Nonetheless, governments acting on behalf of transnational capital have exploited people’s lack of formal rights over land to dispossess them with force and impunity. States have superimposed their will on longstanding forms of ownership without consultation, compensation, or sensitivity to the livelihoods of dispossessed citizens. They have done so to facilitate the establishment of luxury wildlife parks or lucrative carbon offsetting schemes. For example, in Kenya’s highlands in Laikipia, there has been ongoing violent conflict between pastoralists, small-scale farmers, and range owners who control extensive areas for grazing or farming. Many of these range owners have transformed their agricultural lands into protected nature reserves, thus entering the lucrative tourism industry and gaining the support of influential conservation organisations.
Again, the main beneficiaries of these are foreign corporations and a handful of elites.
The same power dynamics that affect Africa’s natural resources are now extended to peripheral drylands and frontier areas that were previously seen as undesirable. This growing interest has far-reaching consequences for marginalised social groups and inevitably generates local resistance and protests. These are, in turn, met by draconian responses from the state and agents of international corporations, thereby creating an intractable cycle of conflicts and repression.
The solution is political and African
Both during and since colonisation, Africa’s position in the world global value chain has been tied to exploitative relations with external actors. Today, rapacious political elites, many of whom arose during colonial exploitation, collude with outside business interests to support themselves and their extended families at the expense of functioning institutions and public services. An international community led by former colonising states benefit from and provide cover for this extraction.
This is true of how oil, gas, gold, diamonds, and many more resources are managed. And, as things stand, it is true of green resources from cobalt, manganese, lithium, and platinum to land for wildlife parks and carbon offsetting schemes.
Is it acceptable or sustainable that global efforts to combat climate change exclude and suppress certain communities in Africa? Our answer is that it is not.
However, these relationships of exploitation will not change unless political leaderships across Africa – military and civilian – are willing and able to change their ways of doing business. Only then will Africa, as a continent, be able to counter external pressures that history shows are unlikely to go away.

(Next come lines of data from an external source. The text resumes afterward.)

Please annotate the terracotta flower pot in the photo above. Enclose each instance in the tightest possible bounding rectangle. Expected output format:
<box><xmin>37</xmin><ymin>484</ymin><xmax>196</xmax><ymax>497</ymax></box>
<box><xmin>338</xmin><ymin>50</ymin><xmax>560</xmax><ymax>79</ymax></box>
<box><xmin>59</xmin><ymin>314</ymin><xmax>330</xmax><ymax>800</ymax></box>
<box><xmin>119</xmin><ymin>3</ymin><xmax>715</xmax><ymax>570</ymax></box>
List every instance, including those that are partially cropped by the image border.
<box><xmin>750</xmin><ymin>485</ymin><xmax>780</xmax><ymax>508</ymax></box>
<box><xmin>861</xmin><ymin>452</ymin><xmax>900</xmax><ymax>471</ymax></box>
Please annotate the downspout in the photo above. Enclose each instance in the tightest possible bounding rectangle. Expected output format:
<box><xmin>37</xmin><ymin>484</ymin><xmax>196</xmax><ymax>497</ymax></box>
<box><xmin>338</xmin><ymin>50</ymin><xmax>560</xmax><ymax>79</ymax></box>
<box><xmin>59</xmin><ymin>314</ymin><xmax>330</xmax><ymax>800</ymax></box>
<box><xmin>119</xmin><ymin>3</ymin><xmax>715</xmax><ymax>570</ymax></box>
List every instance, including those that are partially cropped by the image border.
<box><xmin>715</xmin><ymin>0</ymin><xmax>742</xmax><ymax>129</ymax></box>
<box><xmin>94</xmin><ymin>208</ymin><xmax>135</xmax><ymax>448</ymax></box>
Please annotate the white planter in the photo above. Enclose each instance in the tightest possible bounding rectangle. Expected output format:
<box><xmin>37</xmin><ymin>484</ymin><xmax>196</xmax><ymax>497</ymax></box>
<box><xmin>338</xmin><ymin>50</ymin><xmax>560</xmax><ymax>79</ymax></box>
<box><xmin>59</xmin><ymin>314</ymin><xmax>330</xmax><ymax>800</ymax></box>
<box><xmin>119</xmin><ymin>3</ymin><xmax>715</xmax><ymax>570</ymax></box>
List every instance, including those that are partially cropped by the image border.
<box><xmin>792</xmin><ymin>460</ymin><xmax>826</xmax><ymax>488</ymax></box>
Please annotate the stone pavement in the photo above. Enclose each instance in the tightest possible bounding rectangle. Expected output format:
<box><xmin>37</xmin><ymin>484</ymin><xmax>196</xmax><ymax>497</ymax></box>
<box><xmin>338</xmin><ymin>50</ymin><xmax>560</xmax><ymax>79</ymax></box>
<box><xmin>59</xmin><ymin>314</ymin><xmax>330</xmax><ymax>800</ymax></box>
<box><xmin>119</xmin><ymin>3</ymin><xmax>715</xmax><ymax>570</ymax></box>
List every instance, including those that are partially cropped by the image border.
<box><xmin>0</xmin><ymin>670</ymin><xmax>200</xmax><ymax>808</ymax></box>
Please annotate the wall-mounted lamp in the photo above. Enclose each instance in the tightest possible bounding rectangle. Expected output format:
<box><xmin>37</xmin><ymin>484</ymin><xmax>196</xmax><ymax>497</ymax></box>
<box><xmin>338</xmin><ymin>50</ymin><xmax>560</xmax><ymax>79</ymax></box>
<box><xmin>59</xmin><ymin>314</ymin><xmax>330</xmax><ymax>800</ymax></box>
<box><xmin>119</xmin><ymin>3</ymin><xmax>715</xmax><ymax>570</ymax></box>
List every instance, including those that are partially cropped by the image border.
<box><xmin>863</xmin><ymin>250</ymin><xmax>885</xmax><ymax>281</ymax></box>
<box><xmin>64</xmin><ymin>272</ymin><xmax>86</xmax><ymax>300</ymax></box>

Africa needs leaders that are willing to make difficult, indeed revolutionary, decisions. This would transform forms of government that mostly benefit political elites into systems of distribution that are equitable and benefit populations more broadly. Similarly, it would mean that governments across the continent insist on holding external state and private sector actors accountable for the ways they do business.
The common denominator of these two changes is daring to have a long-term view on what Africa could and should look like in 20 or 30 years instead of pursuing quick wins.